I want to smell dark matter
Why did she keep coming back!? Maybe she didn't have a life. No fucking life at all. The cow. GET OUT.

No, that wasn't fair. She was being nice to him. He could see that. Usually when someone was nice to him, Johnny Nose would feel all weird and do his best to scare that person away. But the accident had changed him. He didn't feel like the old Johnny Nose anymore. He was tired, so tired. Too tired to twist her kindness into something undesirable. He appreciated it, he really did.

Still, why did she keep coming back? On today of all days! He hardly knew her, he'd only met her a few times before, the last time being over five years ago. And he remembered spending that day leering at her breasts. He tried not to look at them now. He tried not to look at her at all. But that was cruel. She was here, on today of all days...the least he could do was look at her.

He looked at her. She smiled.

"How's your friend?" he asked. "The cancer person?"

"Oh, she's gone home to be with her family for new year."

"Ah. That's nice. But it must have been bad if she had to come in over Christmas."

"Yeah. She is in pretty bad shape. All we can do is hope and, I suppose, pray that she gets better."

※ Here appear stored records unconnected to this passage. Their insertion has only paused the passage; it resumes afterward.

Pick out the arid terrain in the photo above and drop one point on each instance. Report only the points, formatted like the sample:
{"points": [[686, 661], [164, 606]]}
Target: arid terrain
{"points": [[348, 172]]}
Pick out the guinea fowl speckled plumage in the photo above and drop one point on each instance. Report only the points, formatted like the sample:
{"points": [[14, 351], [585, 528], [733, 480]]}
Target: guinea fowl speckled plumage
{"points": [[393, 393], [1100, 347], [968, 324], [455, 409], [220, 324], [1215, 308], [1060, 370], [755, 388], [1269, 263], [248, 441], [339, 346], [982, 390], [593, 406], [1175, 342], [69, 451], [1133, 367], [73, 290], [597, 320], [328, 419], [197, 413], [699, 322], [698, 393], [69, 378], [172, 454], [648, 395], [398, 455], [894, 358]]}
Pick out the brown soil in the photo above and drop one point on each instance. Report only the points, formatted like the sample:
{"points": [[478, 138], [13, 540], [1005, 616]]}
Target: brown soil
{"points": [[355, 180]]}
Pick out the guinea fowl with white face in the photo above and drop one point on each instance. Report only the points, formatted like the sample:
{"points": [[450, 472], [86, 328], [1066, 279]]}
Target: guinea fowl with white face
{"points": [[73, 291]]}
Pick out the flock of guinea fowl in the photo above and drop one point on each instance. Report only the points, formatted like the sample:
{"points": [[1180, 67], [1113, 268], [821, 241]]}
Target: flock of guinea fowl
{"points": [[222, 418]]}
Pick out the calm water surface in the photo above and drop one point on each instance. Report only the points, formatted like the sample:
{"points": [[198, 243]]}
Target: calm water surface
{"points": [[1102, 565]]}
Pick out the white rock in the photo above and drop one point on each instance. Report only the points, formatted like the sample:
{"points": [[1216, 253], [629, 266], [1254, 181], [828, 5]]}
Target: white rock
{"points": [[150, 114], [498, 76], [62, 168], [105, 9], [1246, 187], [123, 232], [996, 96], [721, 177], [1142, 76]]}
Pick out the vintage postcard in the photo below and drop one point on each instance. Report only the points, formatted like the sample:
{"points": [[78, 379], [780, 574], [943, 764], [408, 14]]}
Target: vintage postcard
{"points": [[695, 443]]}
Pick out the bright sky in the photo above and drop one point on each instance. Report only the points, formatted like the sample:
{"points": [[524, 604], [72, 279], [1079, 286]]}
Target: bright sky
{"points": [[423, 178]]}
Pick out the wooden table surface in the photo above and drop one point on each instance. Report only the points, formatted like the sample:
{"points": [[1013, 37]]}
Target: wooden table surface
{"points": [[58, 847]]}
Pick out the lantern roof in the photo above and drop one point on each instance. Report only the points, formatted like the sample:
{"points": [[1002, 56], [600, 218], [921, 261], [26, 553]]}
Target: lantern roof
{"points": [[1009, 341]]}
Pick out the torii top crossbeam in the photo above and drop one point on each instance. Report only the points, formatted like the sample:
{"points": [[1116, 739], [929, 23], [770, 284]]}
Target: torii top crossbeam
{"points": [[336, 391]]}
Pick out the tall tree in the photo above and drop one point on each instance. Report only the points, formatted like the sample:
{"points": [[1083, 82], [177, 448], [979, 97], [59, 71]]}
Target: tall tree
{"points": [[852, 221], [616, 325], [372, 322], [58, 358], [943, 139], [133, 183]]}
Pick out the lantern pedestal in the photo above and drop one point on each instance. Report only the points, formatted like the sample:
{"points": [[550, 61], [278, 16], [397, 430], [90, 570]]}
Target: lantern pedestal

The old Johnny Nose flashed back to the surface. PRAY!? How ridiculous! He should tell her how religion is a lie, well, all except for SLEKTWAGISM, the only true religion, the worship of DEAD CRABS and their great...but that was stupid. Everything about Johnny Nose was stupid.

"Why are you here?" he asked.

"To see you."

"But today of all days!"

"What's special about today?"

"It's new year's eve, bitch!" He didn't mean to say "bitch". It was something the old Johnny Nose would have said. He felt angry at himself afterwards, but she didn't react.

"Johnny...it's Decemeber 30th. New year's eve is tomorrow."

"...oh."

"I won't be here tomorrow, I'm going out. Sorry. I have friends..."

"So you DO have friends. I thought maybe you were a FRIENDLESS FREAK and cancer girl was the only person you knew, and since she's dying you decided to get in with me!" What was he saying! That was total Nose! He was taking over...her was starting to think of Johnny Nose as a seperate person.

"It's just...I don't know. I never even liked you much. But just knowing that you could have died...made me want to see you."

"FOR SEX?"

"No."

"Good, because that would be incest."

"Yeah. Don't want to start 2008 off with incest."

"2008. May as well still be 2007. Years mean nothing."

"Oh?"

"I tried to make them mean things in the past. I thought things will be different this year! A new year, a new start...it's crap. It means nothing. Meaningless human invention. LIKE TOAST."

"I take it 2007 wasn't a great year for you? Sorry, don't mean to pry."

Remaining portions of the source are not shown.